Celtic Biotech to start snake venom cancer drug trials


AN IRISH biotech company will this week begin human trials of a new cancer treatment derived from rattlesnake venom.

Celtic Biotech, founded in 2003 by businessmen John Reid and Dr Paul Reid, has developed a treatment for advanced cancer from a powerful protein found in rattlesnake venom.

The company will this week begin testing the drug, now known as CB24, on patients at the George Pompidou University Hospital, Paris, under the supervision of consultant cancer specialist Jacques Medioni.

Celtic Biotech expects the trials to last about a year.
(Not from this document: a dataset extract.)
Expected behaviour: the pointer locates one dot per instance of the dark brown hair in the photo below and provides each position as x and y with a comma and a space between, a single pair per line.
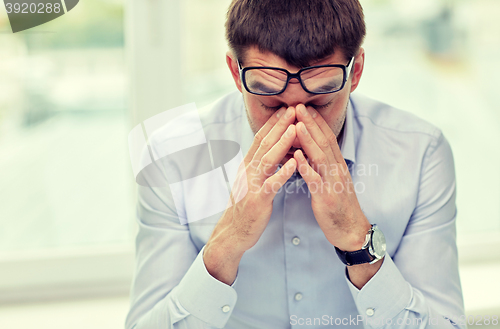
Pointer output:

They are designed to highlight the therapeutic value and safety of the drug.

The Irish company discovered a protein in rattlesnake venom that causes malignant cancer cells to self-destruct, a process known as cell death.

Two independent studies, by the US National Cancer Institute and University of Texas MD Anderson cancer center, have confirmed the protein’s anti-cancer properties.

Celtic Biotech has been researching this for the last seven years and made a number of breakthroughs during that time. It has applied for a number of patents and highlighted its findings in scientific journals.

Former assistant US surgeon general, Dr Roscoe Moore jnr, who is on Celtic Biotech’s scientific board of advisers, says that CB24 provides a “promising approach”.

Dr Paul Reid has a degree in microbiology from Trinity College Dublin and a masters in neurobiochemistry from Imperial College, London. John Reid has a masters in management from Trinity College Dublin.

The company maintains its own colony of breeding rattlesnakes in the US. Rattlesnakes are found throughout north America, from southern Canada to Mexico. They are responsible for more than 80 per cent of snake bite fatalities in the US, and the vast majority of snake bite injuries.

However, they only attack when provoked and the bites are rarely fatal if treated quickly.

About one in four people in industrialised countries are likely to contract cancer within their lifetime. The World Health Organisation says that the disease killed about 7.8 million people in 2008.